Easy Zucchini Loaf with Tangy Greek Yogurt Glaze

Makes: 1 loaf

Active Time: 30 minutes

Total Time: 1 hour 10 minutes

Level of Difficulty: Easy

Ingredients:

LOAF:

  • 1 cup granulated sugar

  • 1 lemon, juice & zest

  • 1 large zucchini, grated

  • 1 ½ cups all-purpose flour

  • 1 teaspoon Diamond Crystal or 1/2 teaspoon Morton kosher salt

  • 1/2 teaspoon cinnamon

  • 1/4 teaspoon ground clove 

  • 1/2 teaspoon grated nutmeg

  • 1 teaspoon baking powder

  • 1 teaspoon baking soda

  • 1/4 cup room temperature Greek yogurt

  • 1/4 cup extra-virgin olive oil

  • 2 large eggs, at room temperature

  • 1 teaspoon vanilla extract or vanilla bean paste

GLAZE:

  • 2 tablespoons room temperature Greek yogurt

  • 1 teaspoon vanilla extract or vanilla bean paste

  • 1 ½ cups powdered sugar

  • ½ teaspoon Diamond Crystal or ¼ teaspoon Morton kosher salt

Steps

MAKE THE LOAF: Preheat the oven to 350 degrees fahrenheit. Grease a loaf pan with cooking spray or butter until the inside is fully coated. 
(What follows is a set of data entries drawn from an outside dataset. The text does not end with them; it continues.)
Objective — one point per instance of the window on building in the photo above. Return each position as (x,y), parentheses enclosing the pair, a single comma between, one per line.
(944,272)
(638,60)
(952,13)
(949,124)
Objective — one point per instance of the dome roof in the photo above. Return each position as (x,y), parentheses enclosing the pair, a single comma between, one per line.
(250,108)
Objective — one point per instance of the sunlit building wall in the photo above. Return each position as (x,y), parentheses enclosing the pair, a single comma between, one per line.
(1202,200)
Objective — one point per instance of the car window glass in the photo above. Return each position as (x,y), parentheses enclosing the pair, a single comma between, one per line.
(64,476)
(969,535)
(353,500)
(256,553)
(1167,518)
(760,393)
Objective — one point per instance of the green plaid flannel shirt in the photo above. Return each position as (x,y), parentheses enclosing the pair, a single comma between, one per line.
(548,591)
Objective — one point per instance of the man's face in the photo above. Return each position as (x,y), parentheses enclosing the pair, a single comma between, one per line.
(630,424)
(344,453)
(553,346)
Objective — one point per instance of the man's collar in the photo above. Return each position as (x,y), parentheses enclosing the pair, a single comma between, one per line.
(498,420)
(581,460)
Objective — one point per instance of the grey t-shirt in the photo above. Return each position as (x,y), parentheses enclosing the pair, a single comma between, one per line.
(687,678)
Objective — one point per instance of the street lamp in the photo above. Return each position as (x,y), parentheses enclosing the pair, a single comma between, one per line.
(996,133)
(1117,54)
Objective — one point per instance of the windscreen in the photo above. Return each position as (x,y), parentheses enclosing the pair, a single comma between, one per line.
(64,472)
In a large bowl, combine granulated sugar and the zest of 1 lemon. Rub the zest into the sugar with your fingertips to infuse the sugar with the lemon. Set aside.

Grate zucchini on a box grater over paper towels or a clean kitchen towel. Cover with more towels and using the palm of your hands, press down to absorb any additional water. Set aside.
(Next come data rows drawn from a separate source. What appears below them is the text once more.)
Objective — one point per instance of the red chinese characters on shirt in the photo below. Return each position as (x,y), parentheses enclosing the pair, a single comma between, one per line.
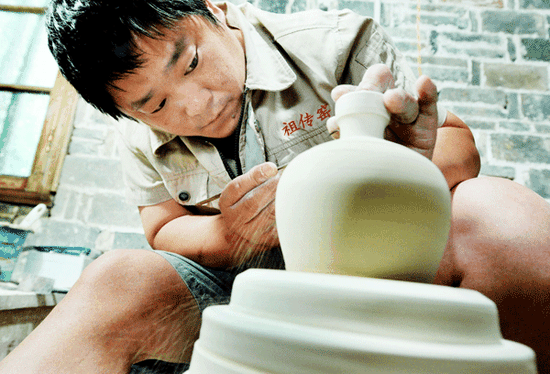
(306,120)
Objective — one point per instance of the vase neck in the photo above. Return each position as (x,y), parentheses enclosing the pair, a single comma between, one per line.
(362,113)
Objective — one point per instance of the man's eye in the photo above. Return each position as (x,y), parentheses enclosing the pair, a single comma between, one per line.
(161,105)
(193,65)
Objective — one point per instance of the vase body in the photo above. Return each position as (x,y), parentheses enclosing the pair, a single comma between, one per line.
(361,205)
(284,322)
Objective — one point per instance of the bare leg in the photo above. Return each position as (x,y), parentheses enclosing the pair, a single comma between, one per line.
(500,246)
(128,305)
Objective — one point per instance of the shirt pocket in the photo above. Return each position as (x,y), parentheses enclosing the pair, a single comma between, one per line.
(189,188)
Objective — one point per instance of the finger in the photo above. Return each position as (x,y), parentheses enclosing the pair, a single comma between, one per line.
(402,106)
(245,183)
(377,78)
(340,90)
(427,97)
(333,128)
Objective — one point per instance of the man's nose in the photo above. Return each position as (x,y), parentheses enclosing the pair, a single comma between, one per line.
(195,100)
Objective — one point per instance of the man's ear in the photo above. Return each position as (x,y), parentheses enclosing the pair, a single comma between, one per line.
(217,11)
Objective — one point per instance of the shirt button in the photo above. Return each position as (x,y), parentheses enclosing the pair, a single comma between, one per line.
(184,196)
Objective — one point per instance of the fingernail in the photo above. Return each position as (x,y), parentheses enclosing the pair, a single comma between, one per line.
(269,170)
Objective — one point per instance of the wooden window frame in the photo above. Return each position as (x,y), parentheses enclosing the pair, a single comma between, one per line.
(54,139)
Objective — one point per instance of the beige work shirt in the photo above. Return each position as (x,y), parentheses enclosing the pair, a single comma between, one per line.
(293,63)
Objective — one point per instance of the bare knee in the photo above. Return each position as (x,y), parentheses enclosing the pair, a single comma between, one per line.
(499,228)
(130,283)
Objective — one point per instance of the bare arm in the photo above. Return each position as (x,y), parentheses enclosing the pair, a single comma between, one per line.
(245,226)
(455,152)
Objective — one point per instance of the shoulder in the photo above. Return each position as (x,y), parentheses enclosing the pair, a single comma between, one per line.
(280,26)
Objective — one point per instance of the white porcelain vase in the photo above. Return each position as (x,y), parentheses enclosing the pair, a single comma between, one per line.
(282,322)
(362,205)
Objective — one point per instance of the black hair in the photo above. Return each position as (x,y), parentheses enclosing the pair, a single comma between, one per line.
(93,41)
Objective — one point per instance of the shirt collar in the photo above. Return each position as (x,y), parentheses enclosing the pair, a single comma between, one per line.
(266,68)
In a separate medium bowl, whisk together the dry ingredients: flour, salt, cinnamon, allspice, nutmeg, baking powder & baking soda.

In the bowl of sugar, combine the eggs, olive oil, 1 cup greek yogurt, 2 teaspoons vanilla extract, and whisk to combine. 
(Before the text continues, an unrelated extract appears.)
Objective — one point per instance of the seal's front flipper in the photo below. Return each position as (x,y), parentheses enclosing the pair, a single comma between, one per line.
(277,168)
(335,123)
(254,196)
Using your hands, squeeze the zucchini to release as much water as possible. Add the zucchini to the wet ingredients and fold to combine using a spatula. 

Pour the dry ingredients into the wet ingredients and using a spatula, delicately fold everything together until just combined. 

Bake for 40-50 minutes until a toothpick inserted comes out clean, the loaf springs back if you push down on the top, and the loaf comes away slightly from the sides of the pan. 

MAKE THE GLAZE: In a separate bowl whisk together lemon juice, 2 tablespoons Greek yogurt, 1 teaspoon vanilla extract, 1/2 teaspoons kosher salt, and 1 1/2 cups powdered sugar until combined. 

Slice the cake directly out of the oven and dollop and spread with glaze or wait for the cake to cool completely, remove from the pan and place the loaf top-side down. Spoon the glaze over the loaf.